​Two WUSTL scholars named 2013 Guggenheim Fellows​​​

Schmidt

Rotroff

Susan Rotroff, PhD, a classical archaeologist, and Leigh Schmidt, PhD, a historian of American religion, are the latest Washington University in St. Louis scholars to be selected for prestigious fellowships from the John Simon Guggenheim Memorial Foundation.

Rotroff and Schmidt were among 175 Guggenheim Fellows chosen in 2013 from nearly 3,000 applicants in the United States and Canada, including scholars, artists and scientists. The Guggenheim fellowship is awarded based on prior achievement and exceptional promise.

Rotroff, the Jarvis Thurston and Mona Van Duyn Professor in the Humanities and director of undergraduate studies in the Department of Classics in Arts & Sciences, said being selected for the fellowship was a humbling honor.

“I feel extremely lucky to have been chosen from among a group of very accomplished, smart and creative applicants,” she said.

Her project is “The Introduction of the Red-figure Style and the Ceramic Chronology of Late Archaic Athens (ca. 530-480 BCE).”

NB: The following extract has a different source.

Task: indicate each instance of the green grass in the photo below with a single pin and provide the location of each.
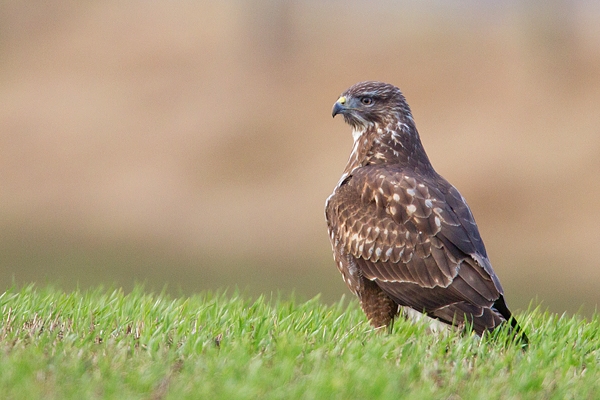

“My project centers around the early history of the red-figure style of ancient Athenian pottery, probably the most intensively studied of all ancient Greek ceramics,” Rotroff said. “I am interested in the precise date when the style was introduced, its development in its early years and how long it took this innovation to become visible in the archaeological record.

“The style was introduced shortly before the establishment of a democratic form of government in Athens, and thus took shape in a period of dramatic political developments.”

Rotroff’s research interests are Greek art and archaeology, ancient ceramics and ancient Athens. Rotroff is the author of several books, and since 1970 she has been associated with the Agora Excavations, in Athens, where archaeologists have been investigating the civic center of the ancient town and the domestic and industrial neighborhoods that surrounded it. For more information on Rotroff, visit here.

Schmidt, the Edward Mallinckrodt University Professor in Arts & Sciences and professor of humanities, said he was gratified to receive the fellowship.

“Scholarly projects take a lot of time,” he said. “They move forward slowly; sometimes they lag. So to get a vote of confidence like this along the way is energizing.

“It is also daunting; I feel like the expectations for the project just got that much higher.”

Schmidt is studying how atheists, free thinkers and nonbelievers have fared in American public life.

“I’m interested in how and why religious belief has been privileged over unbelief in American politics, courtrooms and social life,” he said.

The working title of his project is “Public Atheism: An American History.”

Schmidt joined the John C. Danforth Center on Religion and Politics in 2011. His research centers on American religious history, and religion and American politics. Schmidt is the author of numerous books, including Hearing Things: Religion, Illusion and the American Enlightenment (Harvard University Press, 2000), which won the American Academy of Religion Award for Excellence in Historical Studies and the John Hope Franklin Prize of the American Studies Association. For more information on Schmidt, visit here.

Since its establishment in 1925, the Guggenheim Foundation has granted more than $306 million in fellowships to more than 17,500 individuals, including Nobel laureates, poets laureate, and winners of the Pulitzer Prize, Fields Medals and other important, internationally recognized honors.